Pepco announced yesterday that it plans to increase residential rates for electricity in the District by an average of about 18 percent beginning Feb. 8.
An average residential customer's payment would rise to $66.50 a month, a $10 increase from the current rate, according to Pepco, the largest electricity supplier in the Washington area.
Small commercial operations face average increases of about 24 percent, and rates for larger commercial operations would jump by an average of about 32 percent, Pepco said.
The increases would not affect customers using an alternative electricity supplier or low-income residents qualifying for Pepco's Residential Aid Discount Program.
The new rates must be approved by the city's Public Service Commission. It will review paperwork filed by Pepco to make sure the increases are "fair and reasonable," said Richard Beverly, the commission's general counsel. The commission oversaw a bidding process in which Pepco sought the lowest bids from electricity suppliers on the wholesale market.
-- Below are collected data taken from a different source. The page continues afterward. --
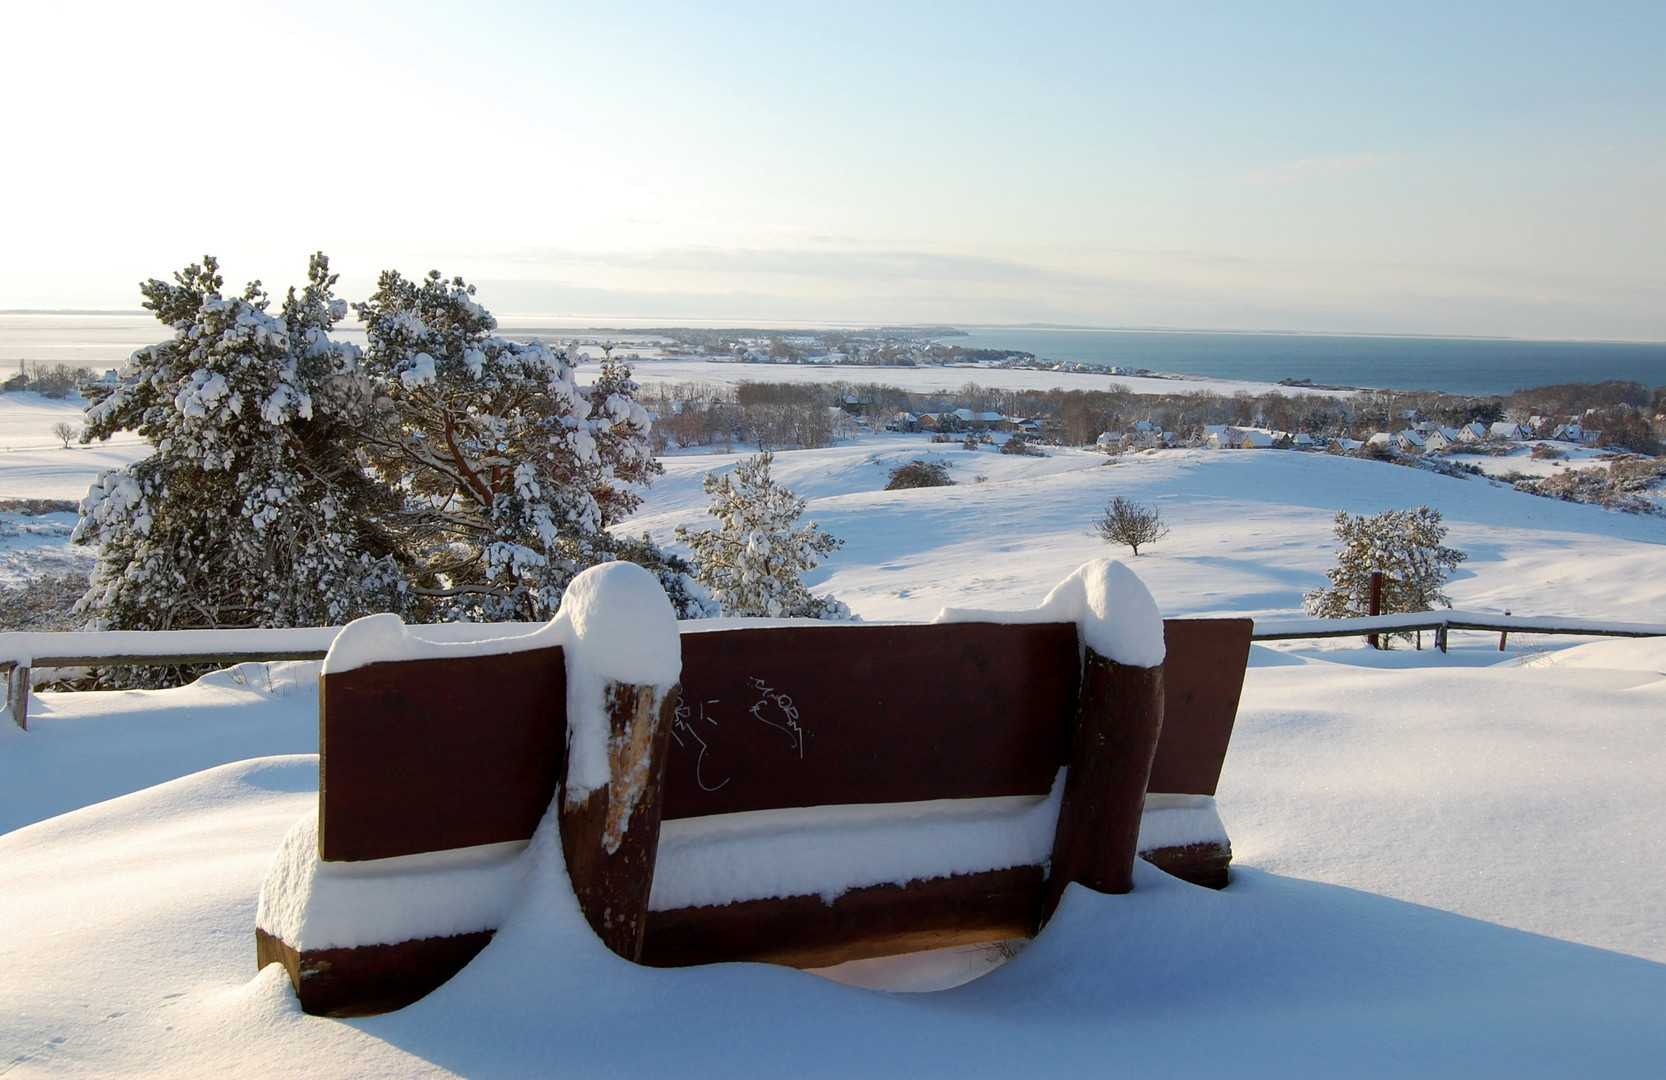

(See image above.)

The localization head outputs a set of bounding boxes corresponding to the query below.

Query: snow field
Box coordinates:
[628,437,1666,628]
[3,622,1666,1075]
[3,389,1666,1074]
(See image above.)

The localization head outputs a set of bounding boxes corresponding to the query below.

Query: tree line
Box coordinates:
[642,377,1666,455]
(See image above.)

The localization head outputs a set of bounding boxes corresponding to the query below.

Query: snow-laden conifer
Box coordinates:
[1303,506,1467,625]
[75,255,406,645]
[676,452,848,619]
[358,271,699,619]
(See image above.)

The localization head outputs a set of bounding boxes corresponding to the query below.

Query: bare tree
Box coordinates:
[50,421,77,449]
[1095,497,1169,555]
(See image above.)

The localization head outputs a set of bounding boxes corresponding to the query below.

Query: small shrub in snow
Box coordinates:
[50,421,76,449]
[0,571,89,631]
[676,452,849,619]
[1001,435,1045,456]
[1530,442,1567,460]
[1095,497,1169,556]
[0,499,76,516]
[1303,507,1467,630]
[1510,458,1666,515]
[885,460,954,490]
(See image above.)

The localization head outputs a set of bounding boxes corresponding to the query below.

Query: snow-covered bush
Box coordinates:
[357,271,687,620]
[675,452,849,619]
[1303,506,1467,623]
[76,255,407,645]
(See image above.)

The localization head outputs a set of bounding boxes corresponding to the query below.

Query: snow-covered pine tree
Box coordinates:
[75,255,407,644]
[675,452,849,619]
[357,271,700,620]
[1302,506,1467,625]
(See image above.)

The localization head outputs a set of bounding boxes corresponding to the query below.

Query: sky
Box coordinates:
[2,1,1663,339]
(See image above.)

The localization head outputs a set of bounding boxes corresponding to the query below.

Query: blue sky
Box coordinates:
[2,1,1662,338]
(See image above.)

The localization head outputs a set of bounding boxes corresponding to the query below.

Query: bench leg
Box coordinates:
[1043,649,1164,922]
[560,681,678,961]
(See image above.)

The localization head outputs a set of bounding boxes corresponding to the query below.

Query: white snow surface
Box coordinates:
[320,613,560,676]
[256,812,527,951]
[1136,793,1229,854]
[558,561,682,798]
[651,777,1063,910]
[937,557,1166,668]
[6,433,1666,1075]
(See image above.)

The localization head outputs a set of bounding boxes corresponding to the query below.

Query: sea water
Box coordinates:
[3,314,1662,398]
[941,328,1666,397]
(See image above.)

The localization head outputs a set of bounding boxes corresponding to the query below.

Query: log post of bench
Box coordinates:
[560,680,679,961]
[1044,648,1164,919]
[552,561,684,964]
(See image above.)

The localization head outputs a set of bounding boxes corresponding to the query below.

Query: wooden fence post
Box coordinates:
[560,682,679,962]
[1435,623,1448,653]
[1042,648,1164,923]
[7,663,29,731]
[1367,571,1383,649]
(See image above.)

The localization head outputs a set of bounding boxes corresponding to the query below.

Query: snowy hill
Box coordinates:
[634,437,1666,625]
[3,413,1666,1076]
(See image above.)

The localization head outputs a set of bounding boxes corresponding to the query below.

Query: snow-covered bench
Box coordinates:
[256,560,1251,1016]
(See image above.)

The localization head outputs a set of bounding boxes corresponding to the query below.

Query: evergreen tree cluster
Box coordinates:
[75,256,715,646]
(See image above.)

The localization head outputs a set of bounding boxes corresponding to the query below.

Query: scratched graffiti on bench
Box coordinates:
[670,675,810,794]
Under an electricity deregulation plan, Pepco's rates were reduced 7 percent in the District in 2001, and rates have been frozen since then. But the cap expires in February, as does Pepco's long-term contracts from its electrical suppliers.
Market prices for electricity have increased significantly since rates were capped, and Pepco officials said the new rate is the result of prices obtained during bidding. "Customers have basically been paying below-market rates since 2001," Pepco spokesman Bob Dobkin said.
Customers said yesterday that they were not pleased. "I think that's ridiculous," said Colin Powell, 35, who works as a government contractor and lives in a LeDroit Park rowhouse. "I haven't experienced any savings at all with utility deregulation."
Pepco serves 200,000 residential customers and about 25,000 commercial customers in the District.
The new D.C. rates will last until May 31, 2006, according to Pepco.
Additional rate increases will sweep across the region in coming years with the end of caps that were put in place when the industry negotiated the path to deregulation. Pepco increased rates for its customers in the Maryland suburbs in August.
Businesses said they knew the increase was coming and are displeased. "It's a whopping increase," said Stephen F. Lustgarten, executive vice president of Blake Real Estate Inc., which owns, leases and manages office buildings in the city. "We're not thrilled about having a 32 percent rate increase."
He said some contracts will allow the added costs to be passed on to tenants, while in other cases, the company will have to absorb them.
Proponents of deregulation hope that the arrival of market rates will eventually promote competition and lead to reduced prices. Customers can choose to search for cheaper rates and purchase power from a source other than Pepco, a change that 17,000 residential and business customers have already made.